A conservative treatment plan should address all etiologic aspects of PCT-SONK. First, reduction of pressure to the affected subchondral bone is achieved by non-weight bearing; second, supplementation of vitamin D and calcium is implemented to enhance BMD restoration; third, pharmacological agents to improve microvascular circulation (i.e., pentoxyfilline) are administered; and finally, anti-aggregative agents, such as acetylsalicylic acid, to inhibit thrombus formation, are given to the patient.32 It is important to emphasize that this approach is supported only by limited observations and based on regular SONK treatment algorithms; further studies utilizing evidence-based methods are required. We emphasize a personalized approach in every case, considering a patient’s general health status and all possible individual contraindications and risks of given therapies.
This study is limited by a relatively short follow-up, although complete radiological and clinical recovery was obtained during the observation period. While this study has no power to identify any causative relationship with SARS-CoV-2, we hope that it will raise awareness and pave the way for broader studies investigating the PCT-SONK phenomenon.

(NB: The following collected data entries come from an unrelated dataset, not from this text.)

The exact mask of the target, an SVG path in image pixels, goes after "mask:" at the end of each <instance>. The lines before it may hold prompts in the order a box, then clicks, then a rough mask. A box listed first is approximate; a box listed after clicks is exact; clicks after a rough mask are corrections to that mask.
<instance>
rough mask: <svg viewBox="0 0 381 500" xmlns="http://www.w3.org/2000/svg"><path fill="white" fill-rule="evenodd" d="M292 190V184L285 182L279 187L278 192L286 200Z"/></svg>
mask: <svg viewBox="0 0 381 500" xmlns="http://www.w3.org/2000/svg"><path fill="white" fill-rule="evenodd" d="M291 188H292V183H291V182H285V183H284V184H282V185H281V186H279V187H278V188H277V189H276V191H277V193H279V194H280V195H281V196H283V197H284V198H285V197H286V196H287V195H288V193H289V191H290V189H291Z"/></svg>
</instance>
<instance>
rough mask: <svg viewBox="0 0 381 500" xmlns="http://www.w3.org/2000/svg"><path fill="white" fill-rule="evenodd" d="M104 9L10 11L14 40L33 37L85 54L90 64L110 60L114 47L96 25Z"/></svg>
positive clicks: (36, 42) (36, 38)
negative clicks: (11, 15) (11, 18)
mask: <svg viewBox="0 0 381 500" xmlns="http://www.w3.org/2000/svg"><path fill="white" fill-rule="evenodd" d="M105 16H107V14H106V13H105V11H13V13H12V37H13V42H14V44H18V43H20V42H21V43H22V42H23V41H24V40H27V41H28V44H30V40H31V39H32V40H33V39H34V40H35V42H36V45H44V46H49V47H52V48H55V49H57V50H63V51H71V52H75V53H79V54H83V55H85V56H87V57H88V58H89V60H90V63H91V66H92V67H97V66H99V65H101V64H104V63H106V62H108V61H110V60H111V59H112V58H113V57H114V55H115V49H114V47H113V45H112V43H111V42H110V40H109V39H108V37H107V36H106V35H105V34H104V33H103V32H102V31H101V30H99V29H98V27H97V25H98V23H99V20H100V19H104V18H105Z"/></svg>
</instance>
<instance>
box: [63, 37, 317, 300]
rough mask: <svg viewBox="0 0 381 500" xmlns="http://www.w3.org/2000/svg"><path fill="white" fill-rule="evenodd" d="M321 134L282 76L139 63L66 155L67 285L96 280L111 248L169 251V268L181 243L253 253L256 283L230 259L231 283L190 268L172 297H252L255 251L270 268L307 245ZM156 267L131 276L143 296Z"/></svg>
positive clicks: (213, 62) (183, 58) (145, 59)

Orthopedic surgeons should be cautious when sudden knee pain without concurrent trauma or a history of injury occurs shortly after SARS-CoV-2 infection, even when the course of COVID-19 was mild. While there are studies reporting post-COVID-19 osteonecrosis after lower doses of corticosteroids and sooner after their administration than in comparable non-COVID-19 cases, this is the first to report 2 cases with no corticosteroid administration at all. The transient nature of symptoms and radiological findings suggest that aggressive surgical treatment of non-injury local bone edema occurring shortly after SARS-CoV-2 infection should be avoided.